Das Grauen lauert in der Übung

Kristina Drews

von Kristina Drews

Story

Ich bin in meiner zweiten Übung. Mein erstes Semester. Ich kenne nur ein einziges Mädchen und setze mich neben sie. Ich hatte mir fest vorgenommen Freunde zu finden. Ich gucke mich im Raum um und stelle mir vor, wie ein unvoreingenommener, glücklicher Mensch eines vollkommen natürlichen Studiengangs wie Biologie oder Germanistik vor dem Fenster entlang schlendert, einen Blick in den kleinen grauen Raum mit den zwei bis an den Rand mit Deltas, Phis und Lambdas geschmückten Tafeln wirft und erstarrt. Er sieht zwei Reihen gut gelaunter, junger Menschen, die sich vollkommen zufrieden und motiviert unterhalten. Vorne links eine grobschlächtige, junge Frau mit Brille, über die sie bei beängstigend breitem Grinsen hinweg schielt. Dahinter breiter Typ mit Metallshirt, Brille und einer Zahnspange, die ihn leicht und irgendwie niedlich lispeln lässt und für die man den Zahnarzt verklagen sollte. Dahinter ein Typ ohne Brille, ungelogene 2,20 Meter lang und mit dem Gesicht eines Zehnjährigen. Sein Körper hatte offenbar alle Energie in die Streckung seiner Gliedmaßen gepumpt und sein rosiges Näschen und den Babyspeck auf den Wangen glatt vergessen. Gleich daneben ein bebrilltes Mädchen mit langen fettigen, schwarzen Haaren, die direkt an ihrem Kopf kleben und ihre eindrucksvollen Segelohren unterstreichen. Es stimmt. Diese Übung wurde von ungewöhnlich vielen weiblichen Physikern besucht. Was würde dieser außenstehende Beobachter wohl von mir halten? Vielleicht, dass ich die Putzfrau bin, denke ich kurz erleichtert, bis ich vor mich auf den Tisch schaue. Ich tippe wie besessen auf einem Taschenrechner herum, raufe mir seit zehn Minuten die Haare und kaue gedankenverloren an einem trockenen Rest Brot herum. Na bravo.

Die Stunde fängt an und Physiker um Physiker schreitet nach vorn und schreibt Formel um Formel an die Tafeln.
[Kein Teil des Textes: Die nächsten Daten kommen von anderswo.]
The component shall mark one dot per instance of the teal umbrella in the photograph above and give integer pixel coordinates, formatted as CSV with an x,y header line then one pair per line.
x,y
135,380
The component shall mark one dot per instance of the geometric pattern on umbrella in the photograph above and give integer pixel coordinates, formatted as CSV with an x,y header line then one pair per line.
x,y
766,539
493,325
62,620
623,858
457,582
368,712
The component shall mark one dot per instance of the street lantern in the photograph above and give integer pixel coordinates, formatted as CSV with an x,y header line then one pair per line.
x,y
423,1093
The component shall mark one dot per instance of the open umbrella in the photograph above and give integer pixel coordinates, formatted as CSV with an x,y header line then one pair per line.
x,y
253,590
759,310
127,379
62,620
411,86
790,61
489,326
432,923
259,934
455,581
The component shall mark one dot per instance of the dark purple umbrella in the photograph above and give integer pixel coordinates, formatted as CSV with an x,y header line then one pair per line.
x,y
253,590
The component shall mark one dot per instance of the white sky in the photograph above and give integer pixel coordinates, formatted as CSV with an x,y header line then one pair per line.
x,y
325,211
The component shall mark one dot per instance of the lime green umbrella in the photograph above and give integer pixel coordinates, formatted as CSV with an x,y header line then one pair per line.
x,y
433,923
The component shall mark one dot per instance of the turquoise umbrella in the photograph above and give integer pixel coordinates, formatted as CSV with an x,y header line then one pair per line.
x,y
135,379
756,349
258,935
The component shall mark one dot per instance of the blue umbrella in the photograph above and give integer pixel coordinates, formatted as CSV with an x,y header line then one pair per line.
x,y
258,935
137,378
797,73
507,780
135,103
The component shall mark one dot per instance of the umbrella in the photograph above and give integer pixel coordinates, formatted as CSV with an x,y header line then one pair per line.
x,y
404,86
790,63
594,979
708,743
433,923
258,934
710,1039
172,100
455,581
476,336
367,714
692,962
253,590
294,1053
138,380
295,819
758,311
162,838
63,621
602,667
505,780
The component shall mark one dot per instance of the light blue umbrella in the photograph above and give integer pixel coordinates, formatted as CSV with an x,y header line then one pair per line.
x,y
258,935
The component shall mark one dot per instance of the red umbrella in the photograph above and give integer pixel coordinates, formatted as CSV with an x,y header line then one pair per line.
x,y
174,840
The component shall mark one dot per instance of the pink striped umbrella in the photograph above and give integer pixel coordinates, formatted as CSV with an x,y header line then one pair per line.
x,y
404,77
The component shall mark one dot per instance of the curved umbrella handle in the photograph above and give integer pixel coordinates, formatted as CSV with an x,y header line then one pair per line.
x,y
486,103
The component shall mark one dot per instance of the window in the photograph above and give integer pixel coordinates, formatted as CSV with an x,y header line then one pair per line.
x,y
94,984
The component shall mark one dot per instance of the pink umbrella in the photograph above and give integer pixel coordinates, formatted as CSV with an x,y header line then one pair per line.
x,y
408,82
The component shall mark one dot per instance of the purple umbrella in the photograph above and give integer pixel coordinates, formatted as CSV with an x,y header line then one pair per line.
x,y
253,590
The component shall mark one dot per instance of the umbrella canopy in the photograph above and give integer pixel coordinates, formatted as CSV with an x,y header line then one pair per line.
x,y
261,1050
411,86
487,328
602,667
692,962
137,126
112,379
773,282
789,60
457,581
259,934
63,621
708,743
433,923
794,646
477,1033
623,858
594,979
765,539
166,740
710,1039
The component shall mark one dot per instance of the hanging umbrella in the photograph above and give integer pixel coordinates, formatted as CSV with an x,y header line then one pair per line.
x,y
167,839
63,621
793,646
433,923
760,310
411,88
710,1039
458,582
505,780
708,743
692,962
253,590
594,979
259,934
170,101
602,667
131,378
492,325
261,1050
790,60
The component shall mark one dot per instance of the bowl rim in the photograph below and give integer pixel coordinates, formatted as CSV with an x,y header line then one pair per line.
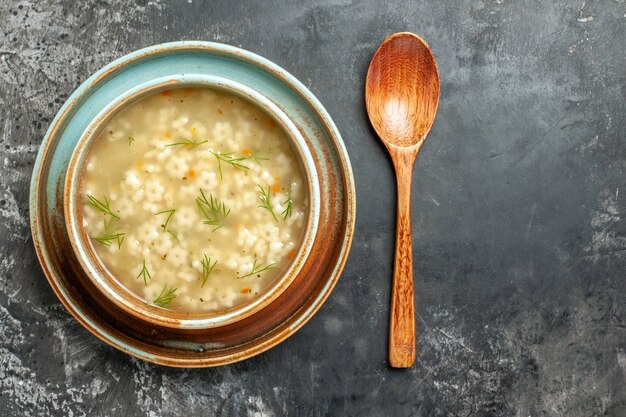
x,y
45,211
105,281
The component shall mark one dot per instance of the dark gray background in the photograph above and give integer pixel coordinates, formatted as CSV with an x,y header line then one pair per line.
x,y
519,201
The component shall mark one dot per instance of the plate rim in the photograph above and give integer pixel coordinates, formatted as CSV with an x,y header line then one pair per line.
x,y
349,193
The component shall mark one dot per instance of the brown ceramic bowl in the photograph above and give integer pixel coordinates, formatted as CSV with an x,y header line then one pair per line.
x,y
159,338
103,279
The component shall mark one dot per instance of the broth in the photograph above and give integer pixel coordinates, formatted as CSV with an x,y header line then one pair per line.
x,y
194,199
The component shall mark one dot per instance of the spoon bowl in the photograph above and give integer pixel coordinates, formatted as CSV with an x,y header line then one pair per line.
x,y
402,96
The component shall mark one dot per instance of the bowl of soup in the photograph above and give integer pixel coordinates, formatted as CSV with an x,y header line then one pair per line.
x,y
191,201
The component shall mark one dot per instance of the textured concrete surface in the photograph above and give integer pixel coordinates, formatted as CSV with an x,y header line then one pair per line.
x,y
519,204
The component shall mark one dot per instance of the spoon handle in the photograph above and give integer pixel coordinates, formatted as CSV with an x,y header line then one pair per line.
x,y
402,320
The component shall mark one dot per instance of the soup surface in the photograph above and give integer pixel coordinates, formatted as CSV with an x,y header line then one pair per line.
x,y
194,199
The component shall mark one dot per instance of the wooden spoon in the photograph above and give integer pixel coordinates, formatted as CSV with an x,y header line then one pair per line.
x,y
402,95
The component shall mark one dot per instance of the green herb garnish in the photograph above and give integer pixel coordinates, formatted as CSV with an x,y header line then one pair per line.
x,y
165,297
207,268
107,240
167,220
186,142
214,212
287,211
229,158
257,269
145,274
103,207
265,201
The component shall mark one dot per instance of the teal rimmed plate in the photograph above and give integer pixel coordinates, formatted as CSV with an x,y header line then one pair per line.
x,y
184,347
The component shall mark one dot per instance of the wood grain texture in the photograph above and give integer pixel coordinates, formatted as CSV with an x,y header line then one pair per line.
x,y
402,96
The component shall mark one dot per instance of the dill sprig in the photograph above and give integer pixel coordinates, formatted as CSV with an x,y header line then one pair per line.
x,y
107,240
258,268
165,297
186,142
214,212
207,268
264,196
167,220
145,274
230,159
288,206
103,207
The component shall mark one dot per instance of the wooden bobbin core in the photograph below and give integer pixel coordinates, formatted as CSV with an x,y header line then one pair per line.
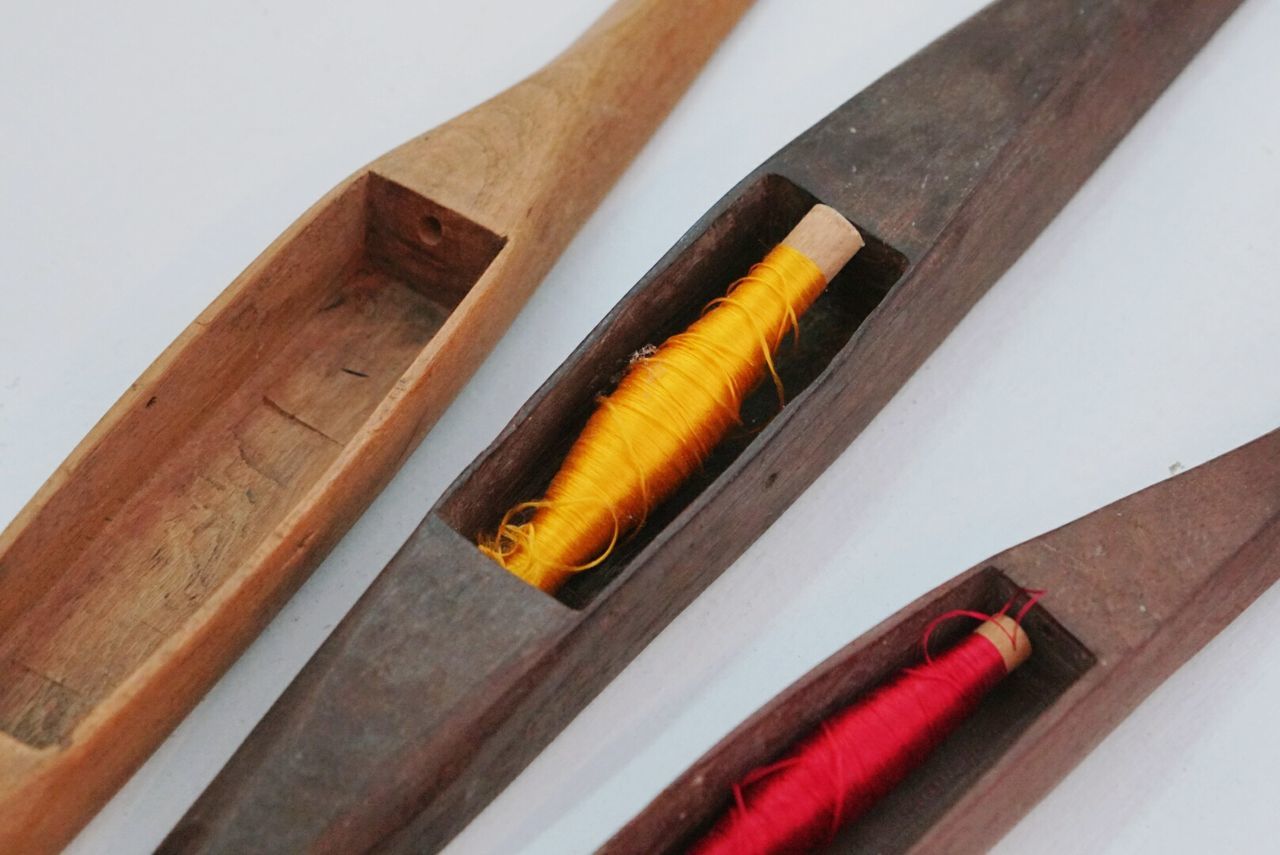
x,y
827,238
1009,638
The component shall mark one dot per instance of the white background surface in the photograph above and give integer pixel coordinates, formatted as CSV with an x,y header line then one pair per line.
x,y
150,150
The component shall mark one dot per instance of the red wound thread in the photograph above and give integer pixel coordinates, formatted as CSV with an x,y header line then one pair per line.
x,y
855,757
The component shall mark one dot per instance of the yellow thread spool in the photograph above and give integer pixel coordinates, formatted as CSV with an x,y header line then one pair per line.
x,y
671,410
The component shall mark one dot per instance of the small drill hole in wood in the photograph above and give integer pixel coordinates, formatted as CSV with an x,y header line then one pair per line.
x,y
429,231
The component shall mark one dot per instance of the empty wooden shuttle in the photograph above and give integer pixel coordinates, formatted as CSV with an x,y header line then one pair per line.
x,y
196,506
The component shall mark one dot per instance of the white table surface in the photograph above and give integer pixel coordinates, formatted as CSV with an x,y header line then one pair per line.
x,y
150,150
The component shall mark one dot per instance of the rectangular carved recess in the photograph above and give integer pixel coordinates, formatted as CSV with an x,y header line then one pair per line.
x,y
190,484
903,817
521,467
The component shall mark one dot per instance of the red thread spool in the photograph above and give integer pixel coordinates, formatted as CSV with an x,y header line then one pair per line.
x,y
863,751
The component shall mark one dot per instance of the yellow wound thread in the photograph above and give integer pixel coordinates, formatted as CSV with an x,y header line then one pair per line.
x,y
658,426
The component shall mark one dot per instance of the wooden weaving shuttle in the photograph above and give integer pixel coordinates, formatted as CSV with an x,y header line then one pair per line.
x,y
1132,591
196,506
451,675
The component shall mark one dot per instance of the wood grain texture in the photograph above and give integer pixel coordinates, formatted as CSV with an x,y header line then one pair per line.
x,y
960,158
1133,590
197,504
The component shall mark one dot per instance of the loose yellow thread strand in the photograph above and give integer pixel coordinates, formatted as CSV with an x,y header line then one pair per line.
x,y
658,426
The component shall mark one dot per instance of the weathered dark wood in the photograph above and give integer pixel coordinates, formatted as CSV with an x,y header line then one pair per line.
x,y
227,471
1133,590
960,158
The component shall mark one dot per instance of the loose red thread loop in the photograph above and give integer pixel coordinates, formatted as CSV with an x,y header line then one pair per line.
x,y
863,751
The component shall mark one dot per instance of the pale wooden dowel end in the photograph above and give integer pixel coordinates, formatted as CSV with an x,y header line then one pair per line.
x,y
827,238
1009,638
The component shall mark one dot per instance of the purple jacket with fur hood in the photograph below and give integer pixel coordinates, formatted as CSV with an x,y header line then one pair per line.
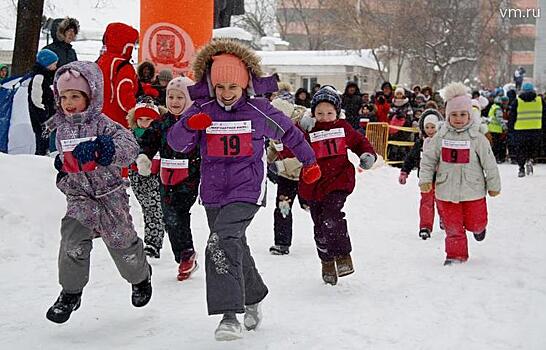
x,y
98,198
236,179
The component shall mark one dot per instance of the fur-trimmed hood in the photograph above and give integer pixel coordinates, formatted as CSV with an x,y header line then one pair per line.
x,y
258,84
131,116
62,26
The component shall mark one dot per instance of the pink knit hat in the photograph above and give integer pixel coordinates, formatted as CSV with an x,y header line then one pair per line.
x,y
73,80
227,68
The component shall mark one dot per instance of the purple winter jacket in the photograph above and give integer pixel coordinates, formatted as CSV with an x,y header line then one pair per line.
x,y
98,199
238,179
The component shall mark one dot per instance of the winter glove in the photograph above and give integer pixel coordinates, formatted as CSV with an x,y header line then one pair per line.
x,y
426,188
199,121
144,165
85,152
307,122
310,173
284,206
367,160
402,178
105,149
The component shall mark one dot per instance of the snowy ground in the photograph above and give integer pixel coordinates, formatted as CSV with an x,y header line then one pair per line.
x,y
401,297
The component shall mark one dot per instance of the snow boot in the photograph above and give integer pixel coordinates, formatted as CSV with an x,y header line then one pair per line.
x,y
344,265
479,236
453,261
152,251
529,167
187,267
424,233
278,249
329,274
229,328
253,316
63,307
142,292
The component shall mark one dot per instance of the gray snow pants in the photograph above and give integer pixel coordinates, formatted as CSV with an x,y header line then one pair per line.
x,y
74,253
232,278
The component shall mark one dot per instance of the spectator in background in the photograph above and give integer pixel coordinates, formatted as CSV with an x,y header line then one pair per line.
x,y
120,78
4,72
41,102
64,32
302,98
351,102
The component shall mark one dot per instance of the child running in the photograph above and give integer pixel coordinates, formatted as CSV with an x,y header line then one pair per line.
x,y
231,128
466,171
330,138
93,149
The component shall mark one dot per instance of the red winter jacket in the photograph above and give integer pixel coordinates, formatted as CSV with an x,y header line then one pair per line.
x,y
338,173
120,78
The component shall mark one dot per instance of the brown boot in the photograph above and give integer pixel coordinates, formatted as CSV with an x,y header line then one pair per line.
x,y
344,265
329,274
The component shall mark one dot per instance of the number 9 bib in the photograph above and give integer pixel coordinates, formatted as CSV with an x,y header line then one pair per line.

Und ständig muss gewischt werden. Jeder mindestens einmal. Ich, die mein glamouröses Abitur an einem fortschrittlichen Gymnasium mit innovativen Whiteboards machte, finde das Ganze mehr als entnervend. Schließlich geht Nummer vier nach vorne. Weibliches Kantengesicht mit Schielblick über die Brille. Sie schreibt und freut sich, weil sie das so geschickt gerechnet hat. Schreibt und geht ans Waschbecken, um den großen Tafelwischer und Abzieher zu holen. Dann steht sie vor der Tafel und lächelt listig. Sie hat eine neue, bisher unentdeckte Innovation gefunden. Um die Tafel zu wischen. Nicht wie ihre Vorgänger, die erst eine Runde alles nass wischen und dann in der zweiten Runde alles trocken abziehen. Nein, sie macht es ganz und gar praktisch, beides auf einmal. Dafür hält sie Wischer und Abzieher hintereinander in einer Hand. Bevor sie damit auf der Tafel loslegt, wirft sie einen äußerst selbstzufriedenen Blick ins Auditorium. Man kann förmlich spüren, wie sie vor Genugtuung strotzt. Leider fällt ihr deshalb erst zu spät auf, dass sie zuerst den Abzieher und dann den Nasswischer platziert hat. Peinlich. Doch sie lässt sich nicht beirren, sondern macht fröhlich grinsend einen Neuanfang, ganz und gar Stolz auf diese Erfindung, während sie sich mit der freien Hand die Brille zurück auf die Nase schiebt. Ich schüttle tieftraurig meinen Kopf und seufze. Kantengesicht braucht dreimal so lange zum Tafelputzen wie ihre Vorgänger.